5        Cherry did not, however, rewrite the law on sentencing.  Indeed, for much longer than Cherry has been in effect, it has been clear that pronouncement of a sentence generally is a discretionary exercise.  See, e.g., McCleary v. State, 49 Wis. 2d 263, 277-78, 182 N.W.2d 512 (1971); see also State v. Nickel, 2010 WI App 161, ¶8.  A DNA surcharge is part of the sentence.  See Nickel, 2010 WI App 161, ¶6.

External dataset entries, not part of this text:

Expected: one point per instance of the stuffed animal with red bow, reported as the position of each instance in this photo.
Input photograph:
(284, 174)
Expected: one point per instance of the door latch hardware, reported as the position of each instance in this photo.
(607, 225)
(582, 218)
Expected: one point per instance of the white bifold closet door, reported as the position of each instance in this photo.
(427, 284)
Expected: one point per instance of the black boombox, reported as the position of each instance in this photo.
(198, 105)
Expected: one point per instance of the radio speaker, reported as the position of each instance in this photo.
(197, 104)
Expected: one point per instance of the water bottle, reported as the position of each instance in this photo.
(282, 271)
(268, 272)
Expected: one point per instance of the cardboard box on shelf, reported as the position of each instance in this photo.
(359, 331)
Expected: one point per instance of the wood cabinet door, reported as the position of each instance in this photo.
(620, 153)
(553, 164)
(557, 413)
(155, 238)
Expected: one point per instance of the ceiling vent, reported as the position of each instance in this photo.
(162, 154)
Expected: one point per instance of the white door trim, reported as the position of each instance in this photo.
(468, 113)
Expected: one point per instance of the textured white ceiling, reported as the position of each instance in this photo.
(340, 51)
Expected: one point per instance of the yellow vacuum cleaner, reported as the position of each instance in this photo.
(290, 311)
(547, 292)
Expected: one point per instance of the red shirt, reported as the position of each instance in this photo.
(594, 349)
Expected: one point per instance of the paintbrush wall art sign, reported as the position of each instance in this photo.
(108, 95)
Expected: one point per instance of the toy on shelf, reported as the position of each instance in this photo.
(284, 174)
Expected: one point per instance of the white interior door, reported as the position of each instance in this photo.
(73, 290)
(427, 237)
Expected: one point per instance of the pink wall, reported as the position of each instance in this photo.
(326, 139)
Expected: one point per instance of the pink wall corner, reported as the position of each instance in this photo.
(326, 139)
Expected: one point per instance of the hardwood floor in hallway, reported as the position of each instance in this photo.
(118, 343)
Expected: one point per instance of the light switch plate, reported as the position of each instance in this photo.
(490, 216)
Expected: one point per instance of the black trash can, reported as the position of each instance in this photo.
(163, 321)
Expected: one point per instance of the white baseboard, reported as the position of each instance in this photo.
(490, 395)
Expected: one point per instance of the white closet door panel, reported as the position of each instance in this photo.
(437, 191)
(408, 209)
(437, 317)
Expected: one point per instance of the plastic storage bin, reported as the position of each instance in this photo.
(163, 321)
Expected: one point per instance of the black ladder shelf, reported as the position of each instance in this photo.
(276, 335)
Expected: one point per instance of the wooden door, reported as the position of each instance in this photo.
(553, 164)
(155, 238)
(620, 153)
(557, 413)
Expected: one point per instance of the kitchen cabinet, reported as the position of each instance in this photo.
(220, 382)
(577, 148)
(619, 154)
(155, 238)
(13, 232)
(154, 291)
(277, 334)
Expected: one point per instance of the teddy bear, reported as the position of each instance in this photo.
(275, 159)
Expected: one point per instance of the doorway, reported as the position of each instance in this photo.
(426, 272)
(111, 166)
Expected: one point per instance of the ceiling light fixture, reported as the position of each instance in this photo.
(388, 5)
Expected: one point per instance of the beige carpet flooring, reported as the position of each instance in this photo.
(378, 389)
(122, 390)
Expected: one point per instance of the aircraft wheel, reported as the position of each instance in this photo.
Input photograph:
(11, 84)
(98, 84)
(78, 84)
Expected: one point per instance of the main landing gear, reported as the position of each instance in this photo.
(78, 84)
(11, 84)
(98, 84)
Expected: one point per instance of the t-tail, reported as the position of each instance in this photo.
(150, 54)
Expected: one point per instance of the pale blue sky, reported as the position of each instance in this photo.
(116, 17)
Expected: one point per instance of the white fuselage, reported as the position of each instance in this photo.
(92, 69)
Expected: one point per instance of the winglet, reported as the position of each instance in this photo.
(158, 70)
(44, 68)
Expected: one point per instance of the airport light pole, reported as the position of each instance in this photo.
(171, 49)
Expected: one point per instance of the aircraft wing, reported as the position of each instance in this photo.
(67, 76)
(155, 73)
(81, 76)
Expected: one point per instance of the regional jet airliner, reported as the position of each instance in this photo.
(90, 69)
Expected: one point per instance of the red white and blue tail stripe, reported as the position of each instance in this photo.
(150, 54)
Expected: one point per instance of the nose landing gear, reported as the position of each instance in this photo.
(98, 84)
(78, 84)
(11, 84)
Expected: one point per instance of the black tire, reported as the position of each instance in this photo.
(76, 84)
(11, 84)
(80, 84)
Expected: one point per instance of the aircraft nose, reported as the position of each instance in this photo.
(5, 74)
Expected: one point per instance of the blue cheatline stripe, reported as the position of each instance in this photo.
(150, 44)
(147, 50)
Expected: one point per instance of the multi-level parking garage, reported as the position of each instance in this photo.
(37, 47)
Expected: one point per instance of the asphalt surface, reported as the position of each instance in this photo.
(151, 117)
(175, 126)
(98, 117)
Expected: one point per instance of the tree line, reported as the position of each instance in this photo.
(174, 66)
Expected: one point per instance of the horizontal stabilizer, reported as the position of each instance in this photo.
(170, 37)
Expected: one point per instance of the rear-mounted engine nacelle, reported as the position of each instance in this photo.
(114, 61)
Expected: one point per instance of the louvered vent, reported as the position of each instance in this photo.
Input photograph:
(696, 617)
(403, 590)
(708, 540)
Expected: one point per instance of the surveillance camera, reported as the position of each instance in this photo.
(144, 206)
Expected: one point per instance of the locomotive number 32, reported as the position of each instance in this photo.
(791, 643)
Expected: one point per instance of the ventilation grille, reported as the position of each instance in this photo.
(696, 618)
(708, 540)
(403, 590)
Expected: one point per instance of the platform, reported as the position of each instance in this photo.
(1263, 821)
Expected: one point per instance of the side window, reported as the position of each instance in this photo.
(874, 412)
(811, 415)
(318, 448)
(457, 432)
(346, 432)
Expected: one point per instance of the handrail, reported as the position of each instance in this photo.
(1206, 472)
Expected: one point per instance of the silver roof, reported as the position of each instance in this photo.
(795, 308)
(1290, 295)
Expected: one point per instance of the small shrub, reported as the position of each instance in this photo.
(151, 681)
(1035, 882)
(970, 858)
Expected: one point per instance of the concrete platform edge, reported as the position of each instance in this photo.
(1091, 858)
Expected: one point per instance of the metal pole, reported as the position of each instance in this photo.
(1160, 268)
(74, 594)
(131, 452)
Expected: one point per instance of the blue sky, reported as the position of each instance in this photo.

6        To challenge the court’s sentencing discretion, there are two available options.  See id., ¶5.  The first is a motion for sentence modification, filed under Wis. Stat. § 973.19.  However, a challenge under that statute must be brought within ninety days of sentencing.  Johnson’s motion was filed well beyond that time frame.  The second option is direct postconviction review under Wis. Stat. § 974.02 and Wis. Stat. Rule 809.30.  However, those deadlines have lapsed here as well.  Accordingly, Johnson’s challenge to the circuit court’s sentencing discretion is untimely and was properly denied.

7        Even if Cherry somehow created new law, it has been determined that the rule in that case does not apply retroactively.  Nickel, 2010 WI App 161, ¶8; State v. Lagundoye, 2004 WI 4, ¶13, 268 Wis. 2d 77, 674 N.W.2d 526.  As best we can discern from the record, Johnson’s appellate rights expired by April 2, 2008, meaning his judgment of conviction became final at that time.  Cherry was released on April 8, 2008, and would therefore be inapplicable.  See Nickel, 2010 WI App 161, ¶5.

            By the Court.—Order affirmed.

            This opinion shall not be published.  See Wis. Stat. Rule 809.23(1)(b)5.


 



[1]  All references to the Wisconsin Statutes are to the 2009-10 version unless otherwise noted.